Primary LanguagePythonMIT LicenseMIT


The Sparse-NN repository implements methods for sparsifying neural networks (i.e., making them use a small number of inputs). The methods are based on backward elimination and feature ranking, which provide a tractable approximate solution to a challenging combinatorial optimization problem.


Please download the code by cloning the repository. To run it you'll need Python >= 3, numpy, scipy, pandas, sklearn, and PyTorch >= 1.2.0.

How it works

The code is structured so that users must specify a base model that relies on all features, and then learn a sparse input neural network (SPINN) through either recursive feature elimination or a single ranking step. Base models are implemented in models/mlp.py, and SPINNs are implemented in models/spinn.py.

Five feature ranking methods are available here to use as part of the feature selection algorithm:

  • Learnable Bernoulli noise (learn per-feature dropout rates)
  • Learnable Gaussian noise (learn per-feature additive noise standard deviations)
  • Feature imputation (measure increase in loss when features are imputed)
  • First layer sensitivity (measure sensitivity of first hidden layer to each feature)
  • Jacobian sensitivity (measure sensitivity of model output to each feature)

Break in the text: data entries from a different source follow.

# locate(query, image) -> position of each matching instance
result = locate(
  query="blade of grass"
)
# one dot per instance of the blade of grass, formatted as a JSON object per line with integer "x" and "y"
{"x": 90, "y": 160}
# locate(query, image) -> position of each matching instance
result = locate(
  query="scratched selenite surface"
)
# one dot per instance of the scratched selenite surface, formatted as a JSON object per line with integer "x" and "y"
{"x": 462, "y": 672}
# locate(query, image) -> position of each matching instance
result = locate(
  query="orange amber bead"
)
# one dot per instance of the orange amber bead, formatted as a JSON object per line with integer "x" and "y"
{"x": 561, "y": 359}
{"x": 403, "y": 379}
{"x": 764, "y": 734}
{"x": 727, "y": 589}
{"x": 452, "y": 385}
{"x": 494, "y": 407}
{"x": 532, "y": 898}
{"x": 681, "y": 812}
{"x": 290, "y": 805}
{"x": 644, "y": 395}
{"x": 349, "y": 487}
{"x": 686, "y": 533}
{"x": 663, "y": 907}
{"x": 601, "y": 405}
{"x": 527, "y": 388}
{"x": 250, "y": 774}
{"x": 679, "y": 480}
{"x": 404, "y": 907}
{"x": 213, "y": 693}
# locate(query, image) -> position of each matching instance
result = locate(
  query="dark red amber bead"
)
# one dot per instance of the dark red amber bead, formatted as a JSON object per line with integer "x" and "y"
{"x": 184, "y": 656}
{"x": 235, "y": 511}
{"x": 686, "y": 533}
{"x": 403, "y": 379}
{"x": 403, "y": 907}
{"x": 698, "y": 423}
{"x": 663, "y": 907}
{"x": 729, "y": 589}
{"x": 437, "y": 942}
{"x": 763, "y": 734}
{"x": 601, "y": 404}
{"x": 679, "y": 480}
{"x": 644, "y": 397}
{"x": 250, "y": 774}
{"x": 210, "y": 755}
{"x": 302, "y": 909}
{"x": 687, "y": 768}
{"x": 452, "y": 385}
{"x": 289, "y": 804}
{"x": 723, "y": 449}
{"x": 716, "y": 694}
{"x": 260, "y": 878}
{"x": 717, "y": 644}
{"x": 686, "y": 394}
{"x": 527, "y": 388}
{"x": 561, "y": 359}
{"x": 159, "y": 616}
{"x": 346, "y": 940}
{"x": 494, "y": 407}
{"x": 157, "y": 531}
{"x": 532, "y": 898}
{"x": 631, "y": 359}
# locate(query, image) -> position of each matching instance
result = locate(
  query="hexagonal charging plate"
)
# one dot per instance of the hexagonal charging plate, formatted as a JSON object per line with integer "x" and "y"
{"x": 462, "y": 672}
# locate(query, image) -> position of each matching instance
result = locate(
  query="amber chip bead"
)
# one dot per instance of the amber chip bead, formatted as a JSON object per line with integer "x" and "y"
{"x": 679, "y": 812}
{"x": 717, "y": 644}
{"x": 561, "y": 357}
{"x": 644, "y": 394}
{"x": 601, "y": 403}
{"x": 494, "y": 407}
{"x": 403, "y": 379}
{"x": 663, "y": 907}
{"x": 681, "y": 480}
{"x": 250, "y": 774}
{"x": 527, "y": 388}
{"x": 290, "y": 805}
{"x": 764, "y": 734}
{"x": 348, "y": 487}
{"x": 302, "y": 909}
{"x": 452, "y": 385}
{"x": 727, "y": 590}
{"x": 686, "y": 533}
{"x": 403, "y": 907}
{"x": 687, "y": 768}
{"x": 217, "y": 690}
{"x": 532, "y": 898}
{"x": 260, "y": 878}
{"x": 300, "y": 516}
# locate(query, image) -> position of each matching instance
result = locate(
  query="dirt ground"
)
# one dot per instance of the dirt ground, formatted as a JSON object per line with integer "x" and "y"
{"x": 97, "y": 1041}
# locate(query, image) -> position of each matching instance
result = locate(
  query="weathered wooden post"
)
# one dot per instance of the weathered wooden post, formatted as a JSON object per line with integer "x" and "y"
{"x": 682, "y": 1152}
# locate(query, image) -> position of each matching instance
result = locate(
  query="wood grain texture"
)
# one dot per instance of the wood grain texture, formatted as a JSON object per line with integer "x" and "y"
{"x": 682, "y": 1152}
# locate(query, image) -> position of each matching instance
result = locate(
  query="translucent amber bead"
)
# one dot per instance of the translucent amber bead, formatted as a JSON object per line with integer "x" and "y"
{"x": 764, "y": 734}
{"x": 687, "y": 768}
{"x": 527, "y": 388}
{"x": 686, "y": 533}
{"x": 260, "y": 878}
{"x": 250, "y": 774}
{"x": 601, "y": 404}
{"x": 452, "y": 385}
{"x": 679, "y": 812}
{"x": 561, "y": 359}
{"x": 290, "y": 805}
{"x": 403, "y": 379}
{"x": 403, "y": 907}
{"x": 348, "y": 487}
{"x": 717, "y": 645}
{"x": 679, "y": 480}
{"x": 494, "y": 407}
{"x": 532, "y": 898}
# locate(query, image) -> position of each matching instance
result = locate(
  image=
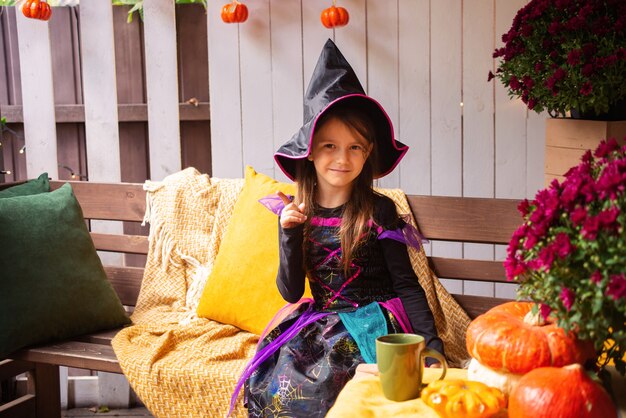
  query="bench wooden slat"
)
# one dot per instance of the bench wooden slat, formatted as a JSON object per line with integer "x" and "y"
{"x": 476, "y": 305}
{"x": 466, "y": 219}
{"x": 103, "y": 337}
{"x": 10, "y": 368}
{"x": 73, "y": 354}
{"x": 122, "y": 202}
{"x": 133, "y": 244}
{"x": 126, "y": 281}
{"x": 477, "y": 270}
{"x": 22, "y": 407}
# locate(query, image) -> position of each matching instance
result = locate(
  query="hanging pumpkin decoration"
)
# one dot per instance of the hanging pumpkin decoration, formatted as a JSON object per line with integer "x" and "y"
{"x": 508, "y": 341}
{"x": 334, "y": 16}
{"x": 36, "y": 9}
{"x": 234, "y": 12}
{"x": 564, "y": 392}
{"x": 463, "y": 399}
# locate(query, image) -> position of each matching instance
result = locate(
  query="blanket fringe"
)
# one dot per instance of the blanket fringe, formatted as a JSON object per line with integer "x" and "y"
{"x": 163, "y": 244}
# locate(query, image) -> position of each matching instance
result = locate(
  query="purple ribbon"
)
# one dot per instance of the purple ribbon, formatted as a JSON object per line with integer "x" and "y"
{"x": 307, "y": 318}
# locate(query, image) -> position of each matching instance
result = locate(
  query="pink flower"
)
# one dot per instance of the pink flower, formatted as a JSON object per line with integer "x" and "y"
{"x": 544, "y": 311}
{"x": 578, "y": 215}
{"x": 567, "y": 297}
{"x": 596, "y": 277}
{"x": 590, "y": 228}
{"x": 617, "y": 286}
{"x": 562, "y": 246}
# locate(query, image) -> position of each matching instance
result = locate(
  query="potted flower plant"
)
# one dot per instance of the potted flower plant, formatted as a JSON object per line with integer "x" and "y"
{"x": 561, "y": 55}
{"x": 569, "y": 255}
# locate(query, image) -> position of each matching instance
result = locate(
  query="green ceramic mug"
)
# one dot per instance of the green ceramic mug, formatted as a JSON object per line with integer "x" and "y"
{"x": 400, "y": 359}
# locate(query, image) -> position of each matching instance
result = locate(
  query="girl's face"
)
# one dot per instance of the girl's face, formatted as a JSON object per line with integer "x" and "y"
{"x": 339, "y": 153}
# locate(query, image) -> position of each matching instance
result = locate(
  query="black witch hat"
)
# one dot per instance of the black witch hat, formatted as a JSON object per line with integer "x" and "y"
{"x": 334, "y": 81}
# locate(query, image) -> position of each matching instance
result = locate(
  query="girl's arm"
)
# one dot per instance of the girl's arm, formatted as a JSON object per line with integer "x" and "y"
{"x": 291, "y": 274}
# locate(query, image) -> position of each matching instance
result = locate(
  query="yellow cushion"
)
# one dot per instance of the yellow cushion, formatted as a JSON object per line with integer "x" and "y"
{"x": 241, "y": 289}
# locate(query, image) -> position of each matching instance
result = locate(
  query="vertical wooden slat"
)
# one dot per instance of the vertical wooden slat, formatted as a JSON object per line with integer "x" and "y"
{"x": 478, "y": 131}
{"x": 67, "y": 78}
{"x": 382, "y": 63}
{"x": 286, "y": 47}
{"x": 510, "y": 114}
{"x": 100, "y": 91}
{"x": 37, "y": 96}
{"x": 314, "y": 36}
{"x": 162, "y": 88}
{"x": 98, "y": 60}
{"x": 414, "y": 95}
{"x": 352, "y": 38}
{"x": 256, "y": 89}
{"x": 446, "y": 76}
{"x": 225, "y": 93}
{"x": 511, "y": 133}
{"x": 193, "y": 75}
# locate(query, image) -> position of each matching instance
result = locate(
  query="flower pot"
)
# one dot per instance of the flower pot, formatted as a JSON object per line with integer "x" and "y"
{"x": 568, "y": 139}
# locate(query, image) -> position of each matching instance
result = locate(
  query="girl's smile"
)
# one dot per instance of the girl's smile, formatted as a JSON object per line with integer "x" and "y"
{"x": 339, "y": 153}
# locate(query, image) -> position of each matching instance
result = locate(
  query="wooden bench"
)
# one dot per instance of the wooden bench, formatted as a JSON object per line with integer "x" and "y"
{"x": 452, "y": 219}
{"x": 119, "y": 202}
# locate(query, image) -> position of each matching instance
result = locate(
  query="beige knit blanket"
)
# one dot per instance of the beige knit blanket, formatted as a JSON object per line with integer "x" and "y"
{"x": 184, "y": 366}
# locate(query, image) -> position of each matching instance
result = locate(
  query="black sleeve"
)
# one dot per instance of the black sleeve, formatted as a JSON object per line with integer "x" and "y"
{"x": 406, "y": 284}
{"x": 291, "y": 274}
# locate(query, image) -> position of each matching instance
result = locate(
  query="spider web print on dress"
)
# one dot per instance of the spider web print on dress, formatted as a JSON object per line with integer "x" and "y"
{"x": 335, "y": 294}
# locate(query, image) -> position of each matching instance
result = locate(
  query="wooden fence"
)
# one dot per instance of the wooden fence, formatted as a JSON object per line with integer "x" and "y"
{"x": 90, "y": 94}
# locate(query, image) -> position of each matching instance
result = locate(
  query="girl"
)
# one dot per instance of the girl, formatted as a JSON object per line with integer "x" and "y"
{"x": 350, "y": 243}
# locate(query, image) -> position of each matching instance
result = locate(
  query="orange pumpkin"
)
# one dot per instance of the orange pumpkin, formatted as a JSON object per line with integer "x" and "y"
{"x": 334, "y": 17}
{"x": 509, "y": 338}
{"x": 463, "y": 399}
{"x": 234, "y": 12}
{"x": 564, "y": 392}
{"x": 36, "y": 9}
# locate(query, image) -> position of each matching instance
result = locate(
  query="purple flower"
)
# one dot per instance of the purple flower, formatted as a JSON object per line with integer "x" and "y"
{"x": 567, "y": 297}
{"x": 586, "y": 88}
{"x": 617, "y": 286}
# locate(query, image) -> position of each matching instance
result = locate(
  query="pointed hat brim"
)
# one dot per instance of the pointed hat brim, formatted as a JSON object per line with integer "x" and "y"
{"x": 334, "y": 81}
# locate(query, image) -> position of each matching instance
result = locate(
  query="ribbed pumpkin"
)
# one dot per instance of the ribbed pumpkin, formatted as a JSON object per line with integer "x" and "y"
{"x": 509, "y": 338}
{"x": 234, "y": 12}
{"x": 564, "y": 392}
{"x": 463, "y": 399}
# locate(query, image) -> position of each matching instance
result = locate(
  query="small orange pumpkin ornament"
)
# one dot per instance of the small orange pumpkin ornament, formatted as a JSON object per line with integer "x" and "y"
{"x": 36, "y": 9}
{"x": 334, "y": 16}
{"x": 564, "y": 392}
{"x": 463, "y": 399}
{"x": 234, "y": 12}
{"x": 510, "y": 338}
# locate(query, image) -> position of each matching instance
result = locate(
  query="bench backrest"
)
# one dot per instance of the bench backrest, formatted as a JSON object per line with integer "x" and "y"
{"x": 467, "y": 220}
{"x": 451, "y": 219}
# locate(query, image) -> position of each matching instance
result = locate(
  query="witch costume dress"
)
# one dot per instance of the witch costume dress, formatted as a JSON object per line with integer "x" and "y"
{"x": 315, "y": 345}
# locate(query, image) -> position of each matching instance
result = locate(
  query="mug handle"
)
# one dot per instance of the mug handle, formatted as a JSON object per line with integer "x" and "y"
{"x": 429, "y": 352}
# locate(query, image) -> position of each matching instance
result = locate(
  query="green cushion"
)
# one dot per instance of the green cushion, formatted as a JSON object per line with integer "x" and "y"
{"x": 36, "y": 186}
{"x": 52, "y": 283}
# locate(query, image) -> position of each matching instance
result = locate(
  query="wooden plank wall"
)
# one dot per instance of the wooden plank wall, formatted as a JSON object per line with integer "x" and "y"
{"x": 426, "y": 61}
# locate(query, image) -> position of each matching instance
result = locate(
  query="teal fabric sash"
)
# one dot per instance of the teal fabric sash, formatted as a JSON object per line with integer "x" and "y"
{"x": 365, "y": 325}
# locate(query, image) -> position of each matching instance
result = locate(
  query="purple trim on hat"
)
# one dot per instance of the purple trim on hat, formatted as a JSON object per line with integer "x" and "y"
{"x": 393, "y": 138}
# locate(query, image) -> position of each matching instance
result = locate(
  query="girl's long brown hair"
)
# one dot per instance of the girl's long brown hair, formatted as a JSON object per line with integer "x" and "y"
{"x": 359, "y": 209}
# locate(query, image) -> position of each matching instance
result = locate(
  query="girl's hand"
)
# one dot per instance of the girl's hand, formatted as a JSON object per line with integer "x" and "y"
{"x": 292, "y": 215}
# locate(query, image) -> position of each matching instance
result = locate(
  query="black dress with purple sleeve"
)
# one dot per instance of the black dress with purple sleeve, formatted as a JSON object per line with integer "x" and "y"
{"x": 302, "y": 364}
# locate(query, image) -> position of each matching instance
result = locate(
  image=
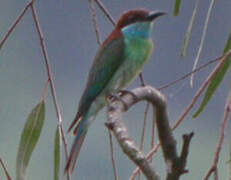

Each of the ranking methods leads to slightly different feature selection. The methods that tend to achieve the best performance with a small number of features are Bernoulli noise, Gaussian noise, and feature imputation. The methods that are most consistent with the features they select are Gaussian noise and Bernoulli noise.

To perform feature selection with these methods, a small amount of hyperparameter tuning is required. In our experiments, we chose the model architecture and optimization hyperparameters that led to an accurate model when relying on all features.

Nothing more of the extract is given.